ICMR2020: iCap: Interactive Image Captioning with Predictive Text

Our ICMR’20 paper on interactive image captioning is online.

In this paper we study a brand new topic of interactive image captioning with human in the loop. Different from automated image captioning where a given test image is the sole input in the inference stage, we have access to both the test image and a sequence of (incomplete) user-input sentences in the interactive scenario. We formulate the problem as Visually Conditioned Sentence Completion (VCSC). For VCSC, we propose ABD-Cap, asynchronous bidirectional decoding for image caption completion. With ABD-Cap as the core module, we build iCap, a web-based interactive image captioning system capable of predicting new text with respect to live input from a user. A number of experiments covering both automated evaluations and real user studies show the viability of our proposals.

Zhengxiong Jia, Xirong Li: iCap: Interactive Image Captioning with Predictive Text.

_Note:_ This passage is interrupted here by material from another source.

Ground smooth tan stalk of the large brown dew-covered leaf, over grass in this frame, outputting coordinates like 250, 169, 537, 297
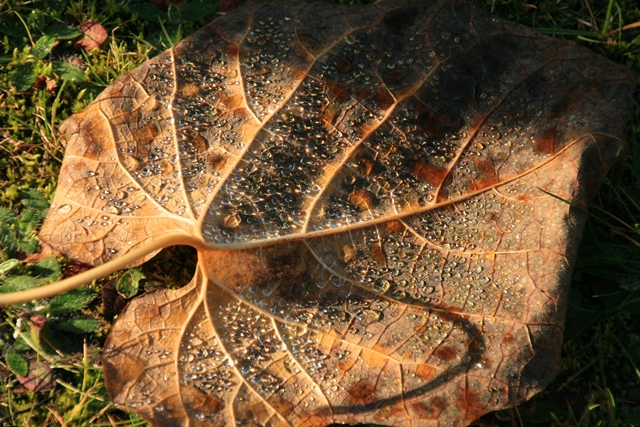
0, 235, 205, 307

In: ACM International Conference on Multimedia Retrieval (ICMR), 2020.

T-MM 2019: COCO-CN for Cross-Lingual Image Tagging, Captioning, and Retrieval

Our work on cross-lingual image tagging, captioning and retrieval has been published as a regular paper in the September issue of the IEEE Transactions on Multimedia (Impact factor: 5.452). Data and code are available at https://github.com/li-xirong/coco-cn.

This paper contributes to cross-lingual image annotation and retrieval in terms of data and baseline methods. We propose COCO-CN, a novel dataset enriching MS-COCO with manually written Chinese sentences and tags. For effective annotation acquisition, we develop a recommendation-assisted collective annotation system, automatically providing an annotator with several tags and sentences deemed to be relevant with respect to the pictorial content. Having 20 342 images annotated with 27 218 Chinese sentences and 70 993 tags, COCO-CN is currently the largest Chinese–English dataset that provides a unified and challenging platform for cross-lingual image tagging, captioning, and retrieval. We develop conceptually simple yet effective methods per task for learning from cross-lingual resources. Extensive experiments on the three tasks justify the viability of the proposed dataset and methods.

Xirong Li, Chaoxi Xu, Xiaoxu Wang, Weiyu Lan, Zhengxiong Jia, Gang Yang, Jieping Xu: COCO-CN for Cross-Lingual Image Tagging, Captioning and Retrieval. In: IEEE Transactions on Multimedia, vol. 21, no. 9, pp. 2347-2360, 2019.

Fluency-Guided Cross-Lingual Image Captioning

Our MM2017 paper on cross-lingual image captioning is online.  We have also released code, data and pre-trained models at https://github.com/li-xirong/cross-lingual-cap.

conceptual

Image captioning has so far been explored mostly in English, as most available datasets are in this language. However, the application of image captioning should not be restricted by language. Only few studies have been conducted for image captioning in a cross-lingual setting. Different from these works that manually build a dataset for a target language, we aim to learn a cross-lingual captioning model fully from machine-translated sentences. To conquer the lack of fluency in the translated sentences, we propose in this paper a fluency-guided learning framework. The framework comprises a module to automatically estimate the fluency of the sentences and another module to utilize the estimated fluency scores to effectively train an image captioning model for the target language. As experiments on two bilingual (English-Chinese) datasets show, our approach improves both fluency and relevance of the generated captions in Chinese, but without using any manually written sentences from the target language.

Weiyu Lan, Xirong Li, Jianfeng Dong: Fluency-Guided Cross-Lingual Image Captioning. In: ACM Multimedia, 2017.